In my day job, we create messaging for political candidates and conduct polls. Over and over, messages about Trump’s corruption land with a thud. The reality is that voters have a hard time buying the idea that such misconduct affects them in any way at all. They might think it’s unfair, but they also overwhelmingly think everything that happens in Washington is corrupt, and that all elites in politics and business are corrupted on some level. They view Trump as a data point on a continuum of corruption, not as an outlier. (Here the baseline is defined by perceptions of elites as a class: selfish cheaters who deceive nonelites all the time to get what they want.)

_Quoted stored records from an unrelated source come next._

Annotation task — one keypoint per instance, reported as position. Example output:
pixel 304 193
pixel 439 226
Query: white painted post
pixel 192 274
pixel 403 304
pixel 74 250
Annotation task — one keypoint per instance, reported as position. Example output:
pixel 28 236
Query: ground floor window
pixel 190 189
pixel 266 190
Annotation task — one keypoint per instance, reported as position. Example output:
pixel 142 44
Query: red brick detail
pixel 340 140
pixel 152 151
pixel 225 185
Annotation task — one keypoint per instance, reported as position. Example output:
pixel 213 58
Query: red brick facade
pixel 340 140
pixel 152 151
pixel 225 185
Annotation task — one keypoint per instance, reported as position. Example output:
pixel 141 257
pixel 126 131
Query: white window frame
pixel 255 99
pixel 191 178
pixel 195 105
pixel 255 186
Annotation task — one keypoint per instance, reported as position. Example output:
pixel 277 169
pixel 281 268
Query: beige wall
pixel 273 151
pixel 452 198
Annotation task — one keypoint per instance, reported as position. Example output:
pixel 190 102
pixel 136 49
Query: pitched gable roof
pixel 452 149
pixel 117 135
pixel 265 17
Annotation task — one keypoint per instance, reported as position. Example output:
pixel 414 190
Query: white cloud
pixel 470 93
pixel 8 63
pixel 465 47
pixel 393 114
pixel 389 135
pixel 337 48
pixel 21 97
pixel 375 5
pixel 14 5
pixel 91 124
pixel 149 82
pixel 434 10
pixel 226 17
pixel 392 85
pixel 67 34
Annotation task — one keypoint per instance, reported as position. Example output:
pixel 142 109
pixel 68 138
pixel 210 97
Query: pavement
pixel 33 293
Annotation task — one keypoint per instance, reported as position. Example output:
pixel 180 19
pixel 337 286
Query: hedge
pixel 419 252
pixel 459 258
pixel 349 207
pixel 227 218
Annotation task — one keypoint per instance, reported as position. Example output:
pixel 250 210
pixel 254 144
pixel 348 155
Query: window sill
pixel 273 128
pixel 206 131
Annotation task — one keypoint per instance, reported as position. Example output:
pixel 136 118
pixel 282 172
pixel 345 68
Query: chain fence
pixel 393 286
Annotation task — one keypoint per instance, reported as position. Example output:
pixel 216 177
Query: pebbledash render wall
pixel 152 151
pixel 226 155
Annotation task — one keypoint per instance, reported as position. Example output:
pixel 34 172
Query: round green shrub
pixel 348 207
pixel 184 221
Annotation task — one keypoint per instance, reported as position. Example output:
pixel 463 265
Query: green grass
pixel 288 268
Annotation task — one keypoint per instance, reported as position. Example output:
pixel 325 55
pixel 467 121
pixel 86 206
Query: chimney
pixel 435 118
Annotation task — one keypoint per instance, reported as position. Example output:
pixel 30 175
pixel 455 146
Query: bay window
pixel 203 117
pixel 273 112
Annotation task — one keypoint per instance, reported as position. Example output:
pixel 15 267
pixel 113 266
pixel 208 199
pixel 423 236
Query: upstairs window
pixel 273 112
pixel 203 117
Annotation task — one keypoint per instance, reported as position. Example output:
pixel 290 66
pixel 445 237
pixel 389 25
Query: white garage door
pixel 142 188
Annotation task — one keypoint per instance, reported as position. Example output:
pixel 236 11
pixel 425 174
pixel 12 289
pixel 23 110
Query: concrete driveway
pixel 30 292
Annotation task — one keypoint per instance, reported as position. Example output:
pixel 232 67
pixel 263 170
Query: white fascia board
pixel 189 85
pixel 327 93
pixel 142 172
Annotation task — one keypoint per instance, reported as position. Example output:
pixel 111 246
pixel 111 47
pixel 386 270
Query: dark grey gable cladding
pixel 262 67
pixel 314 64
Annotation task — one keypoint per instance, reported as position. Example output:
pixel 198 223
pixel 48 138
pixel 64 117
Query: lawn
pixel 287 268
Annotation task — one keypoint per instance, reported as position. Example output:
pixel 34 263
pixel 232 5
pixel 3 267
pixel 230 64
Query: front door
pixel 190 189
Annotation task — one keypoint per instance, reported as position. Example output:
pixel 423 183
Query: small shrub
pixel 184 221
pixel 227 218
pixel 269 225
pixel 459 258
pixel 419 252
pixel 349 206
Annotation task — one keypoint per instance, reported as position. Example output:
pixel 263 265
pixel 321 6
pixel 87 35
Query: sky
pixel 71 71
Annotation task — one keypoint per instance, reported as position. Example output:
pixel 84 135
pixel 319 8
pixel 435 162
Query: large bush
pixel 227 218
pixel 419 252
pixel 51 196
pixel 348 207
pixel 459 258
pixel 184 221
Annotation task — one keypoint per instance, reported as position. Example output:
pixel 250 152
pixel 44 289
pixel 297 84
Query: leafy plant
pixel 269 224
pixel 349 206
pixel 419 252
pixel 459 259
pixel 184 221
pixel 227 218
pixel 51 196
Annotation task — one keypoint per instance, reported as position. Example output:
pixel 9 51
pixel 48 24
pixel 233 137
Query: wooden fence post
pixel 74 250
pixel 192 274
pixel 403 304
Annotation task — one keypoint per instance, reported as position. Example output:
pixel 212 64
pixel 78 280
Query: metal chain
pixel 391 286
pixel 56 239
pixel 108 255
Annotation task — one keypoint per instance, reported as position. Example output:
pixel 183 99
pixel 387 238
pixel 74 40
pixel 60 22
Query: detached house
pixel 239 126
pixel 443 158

That appears to be changing incrementally with the impeachment inquiry. So many of Trump’s recent misdeeds are wholly unprecedented — including soliciting help from foreign adversaries in damaging his political enemies, openly, publicly and live on television. It’s hard not to notice them. A civic education process has begun: If most Americans didn’t know that it’s illegal to solicit foreign interference in an election, because the issue hadn’t come up in their lifetimes, they’re learning that now. We’re primed as humans to register danger in terms of severity, magnitude and immediacy of threat, and Trump’s impeachable offenses affect the whole country. The potential removal of a president has profound implications for all Americans.

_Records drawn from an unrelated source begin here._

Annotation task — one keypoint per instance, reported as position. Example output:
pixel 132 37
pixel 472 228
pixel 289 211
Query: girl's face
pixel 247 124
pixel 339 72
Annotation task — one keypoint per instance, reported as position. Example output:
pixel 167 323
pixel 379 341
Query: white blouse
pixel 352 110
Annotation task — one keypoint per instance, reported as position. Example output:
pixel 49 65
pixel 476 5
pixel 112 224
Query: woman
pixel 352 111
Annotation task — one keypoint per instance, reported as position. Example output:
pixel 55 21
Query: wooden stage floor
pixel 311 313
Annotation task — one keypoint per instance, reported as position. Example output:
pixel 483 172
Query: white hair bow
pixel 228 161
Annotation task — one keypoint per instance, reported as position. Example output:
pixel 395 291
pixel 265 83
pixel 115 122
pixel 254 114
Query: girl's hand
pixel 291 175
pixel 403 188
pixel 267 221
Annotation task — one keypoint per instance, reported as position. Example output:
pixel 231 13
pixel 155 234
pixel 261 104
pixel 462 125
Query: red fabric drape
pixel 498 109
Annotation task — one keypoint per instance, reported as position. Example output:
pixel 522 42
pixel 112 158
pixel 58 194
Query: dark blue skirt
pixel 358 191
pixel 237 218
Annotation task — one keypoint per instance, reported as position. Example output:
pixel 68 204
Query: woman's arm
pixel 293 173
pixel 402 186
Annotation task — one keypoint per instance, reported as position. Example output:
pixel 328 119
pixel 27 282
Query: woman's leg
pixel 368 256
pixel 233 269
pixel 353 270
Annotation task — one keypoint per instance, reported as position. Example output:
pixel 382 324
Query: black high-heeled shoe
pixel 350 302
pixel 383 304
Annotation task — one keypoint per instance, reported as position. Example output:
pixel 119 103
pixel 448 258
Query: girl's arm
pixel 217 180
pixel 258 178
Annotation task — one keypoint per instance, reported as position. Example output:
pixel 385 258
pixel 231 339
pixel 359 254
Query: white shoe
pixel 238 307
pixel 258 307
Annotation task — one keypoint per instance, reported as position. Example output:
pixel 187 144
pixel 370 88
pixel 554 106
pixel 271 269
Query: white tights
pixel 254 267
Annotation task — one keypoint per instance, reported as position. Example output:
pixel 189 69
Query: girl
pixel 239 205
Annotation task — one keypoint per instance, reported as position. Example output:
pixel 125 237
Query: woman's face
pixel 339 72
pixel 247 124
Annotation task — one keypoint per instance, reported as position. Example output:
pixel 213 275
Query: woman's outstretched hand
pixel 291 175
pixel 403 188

In this case, it’s important — for ourselves as individuals and for the sake of our democracy — to rethink our baseline expectations. Do we want a Trump presidency that is, to invoke a metaphor from the president’s favorite and most expensive hobby, par for the course? Or do we want occupants of the Oval Office to respect its gravity, and to understand that they are public servants who exist to serve the office and not the other way around? Our expectations for Trump may be reasonable in the context of his historical behavior, but we cannot conflate our baseline for Trump with our baseline for the American presidency. They are not the same.